Authors Oh JY, Lee, Khwarg, Wee WR

Published 17 May 2010 Volume 2010:4 Pages 477—480


Review by Single-blind

Peer reviewer comments 4

Joo Youn Oh1,2, Hyun Ju Lee1,2, Sang In Khwarg1,2, Won Ryang Wee1,2

1Department of Ophthalmology, Seoul National University College of Medicine, Seoul, Korea; 2Seoul Artificial Eye Center, Seoul National University Hospital Clinical Research Institute, Seoul, Korea

Purpose: Although cryotherapy has long been used to eradicate corneal lesions, there have been no reports of adverse effects of cryotherapy on human corneas. We performed this study to evaluate and characterize ultrastructural damage to the human cornea following the transcorneal freezing-and-thawing procedure.

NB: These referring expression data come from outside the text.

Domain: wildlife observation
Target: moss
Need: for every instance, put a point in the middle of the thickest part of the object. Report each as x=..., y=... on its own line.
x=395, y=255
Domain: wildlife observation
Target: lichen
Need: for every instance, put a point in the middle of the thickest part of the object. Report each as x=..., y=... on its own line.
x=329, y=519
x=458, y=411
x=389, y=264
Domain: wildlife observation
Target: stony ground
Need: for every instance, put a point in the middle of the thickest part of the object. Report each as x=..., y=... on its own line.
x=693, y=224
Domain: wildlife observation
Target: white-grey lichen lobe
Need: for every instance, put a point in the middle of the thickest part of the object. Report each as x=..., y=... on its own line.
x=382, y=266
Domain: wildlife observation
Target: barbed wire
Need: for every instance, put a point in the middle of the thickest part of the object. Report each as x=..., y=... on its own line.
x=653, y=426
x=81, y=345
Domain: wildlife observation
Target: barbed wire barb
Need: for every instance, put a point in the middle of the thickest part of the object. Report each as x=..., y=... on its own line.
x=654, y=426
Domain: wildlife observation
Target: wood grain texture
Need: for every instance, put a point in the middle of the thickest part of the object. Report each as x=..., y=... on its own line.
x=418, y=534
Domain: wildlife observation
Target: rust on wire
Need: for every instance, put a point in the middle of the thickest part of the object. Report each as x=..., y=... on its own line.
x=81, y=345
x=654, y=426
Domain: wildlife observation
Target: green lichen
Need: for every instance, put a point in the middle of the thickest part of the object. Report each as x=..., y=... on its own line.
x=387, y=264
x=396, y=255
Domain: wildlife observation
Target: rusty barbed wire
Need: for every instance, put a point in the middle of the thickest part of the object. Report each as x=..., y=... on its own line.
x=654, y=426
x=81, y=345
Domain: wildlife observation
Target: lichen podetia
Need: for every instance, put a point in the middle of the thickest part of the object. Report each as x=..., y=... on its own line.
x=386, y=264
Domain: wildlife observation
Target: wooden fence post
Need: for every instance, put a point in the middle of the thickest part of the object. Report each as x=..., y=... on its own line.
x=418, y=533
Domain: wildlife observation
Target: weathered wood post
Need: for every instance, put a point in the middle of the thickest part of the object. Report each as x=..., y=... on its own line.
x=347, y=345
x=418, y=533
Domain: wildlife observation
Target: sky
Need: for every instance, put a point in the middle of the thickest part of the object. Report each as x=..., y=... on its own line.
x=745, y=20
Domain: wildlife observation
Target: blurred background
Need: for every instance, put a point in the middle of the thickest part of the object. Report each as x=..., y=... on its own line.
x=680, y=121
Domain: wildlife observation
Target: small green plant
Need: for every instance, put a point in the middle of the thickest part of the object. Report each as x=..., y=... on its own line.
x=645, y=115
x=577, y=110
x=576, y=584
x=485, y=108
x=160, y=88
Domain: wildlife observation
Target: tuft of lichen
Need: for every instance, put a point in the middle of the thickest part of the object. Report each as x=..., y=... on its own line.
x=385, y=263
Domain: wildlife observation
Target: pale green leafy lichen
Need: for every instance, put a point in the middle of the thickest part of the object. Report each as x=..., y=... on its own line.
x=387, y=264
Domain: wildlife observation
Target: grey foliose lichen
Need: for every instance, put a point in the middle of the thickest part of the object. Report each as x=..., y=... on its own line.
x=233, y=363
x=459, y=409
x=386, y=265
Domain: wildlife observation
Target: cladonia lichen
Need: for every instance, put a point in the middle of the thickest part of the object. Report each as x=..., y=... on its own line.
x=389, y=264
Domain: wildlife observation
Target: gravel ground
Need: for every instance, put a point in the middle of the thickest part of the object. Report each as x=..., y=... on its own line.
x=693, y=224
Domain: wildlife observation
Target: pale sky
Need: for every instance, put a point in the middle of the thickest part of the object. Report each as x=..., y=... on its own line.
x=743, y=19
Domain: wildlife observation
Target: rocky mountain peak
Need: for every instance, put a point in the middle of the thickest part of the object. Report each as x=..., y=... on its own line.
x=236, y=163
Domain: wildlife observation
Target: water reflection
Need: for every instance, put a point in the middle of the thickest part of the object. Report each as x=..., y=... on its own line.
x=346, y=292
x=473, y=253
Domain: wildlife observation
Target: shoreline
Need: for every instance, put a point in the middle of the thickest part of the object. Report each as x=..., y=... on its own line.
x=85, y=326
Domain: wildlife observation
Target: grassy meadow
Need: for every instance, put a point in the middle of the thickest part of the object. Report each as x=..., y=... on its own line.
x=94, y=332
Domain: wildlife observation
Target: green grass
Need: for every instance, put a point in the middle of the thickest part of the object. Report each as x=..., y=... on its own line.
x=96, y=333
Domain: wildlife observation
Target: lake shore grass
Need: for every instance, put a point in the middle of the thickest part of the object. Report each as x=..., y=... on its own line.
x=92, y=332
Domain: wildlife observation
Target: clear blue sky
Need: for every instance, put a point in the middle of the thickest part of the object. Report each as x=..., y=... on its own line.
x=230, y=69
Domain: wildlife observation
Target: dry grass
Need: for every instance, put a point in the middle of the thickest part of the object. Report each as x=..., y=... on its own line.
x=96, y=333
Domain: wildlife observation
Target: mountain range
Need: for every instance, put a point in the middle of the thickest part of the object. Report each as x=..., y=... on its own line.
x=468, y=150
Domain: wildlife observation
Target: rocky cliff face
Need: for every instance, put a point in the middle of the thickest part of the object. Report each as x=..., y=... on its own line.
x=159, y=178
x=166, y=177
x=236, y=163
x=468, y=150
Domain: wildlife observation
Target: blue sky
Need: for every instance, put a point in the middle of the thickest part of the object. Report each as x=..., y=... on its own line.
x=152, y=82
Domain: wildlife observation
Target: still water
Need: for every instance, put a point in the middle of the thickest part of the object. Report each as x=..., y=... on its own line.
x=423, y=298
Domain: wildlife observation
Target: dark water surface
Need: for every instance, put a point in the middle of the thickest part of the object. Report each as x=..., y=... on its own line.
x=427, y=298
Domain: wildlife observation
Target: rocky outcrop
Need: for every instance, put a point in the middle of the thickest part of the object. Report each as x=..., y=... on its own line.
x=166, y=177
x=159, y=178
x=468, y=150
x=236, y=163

Methods: Seven human donor corneas were randomly divided into three groups. 1, 2, and 3 repetitive freezing-and-thawing procedures were respectively applied to donor corneas in each group. A cryoprobe was cooled to -80°C, and placed on the anterior surface 1.5 mm central to the limbus for 3 seconds. Samples were then allowed to spontaneously defrost. A cornea without the treatment was used as a control. Samples were evaluated through hematoxylin & eosin staining, TUNEL assay, and electron microscopy.

Results: After transcorneal cryoinjury, it was observed that corneal endothelial cells were lost and Descemet’s membrane was denuded where the cryoprobe was applied. Corneal stromal cells were damaged, and the damage was more marked in the posterior stroma. The extent of damage increased with an increasing number of freezing–thawing repetitions. In contrast, corneal epithelial cells showed no cryo-induced damage, and Bowman’s layer remained intact in all groups.

Conclusions: The susceptibility to transcorneal cryo-injury differed among the corneal layers; the corneal endothelium was most susceptible, and the epithelium was least susceptible. Caution would thus be advised in regard to the potential damage in corneal endothelium when treating patients with corneal lesions using transcorneal cryotherapy.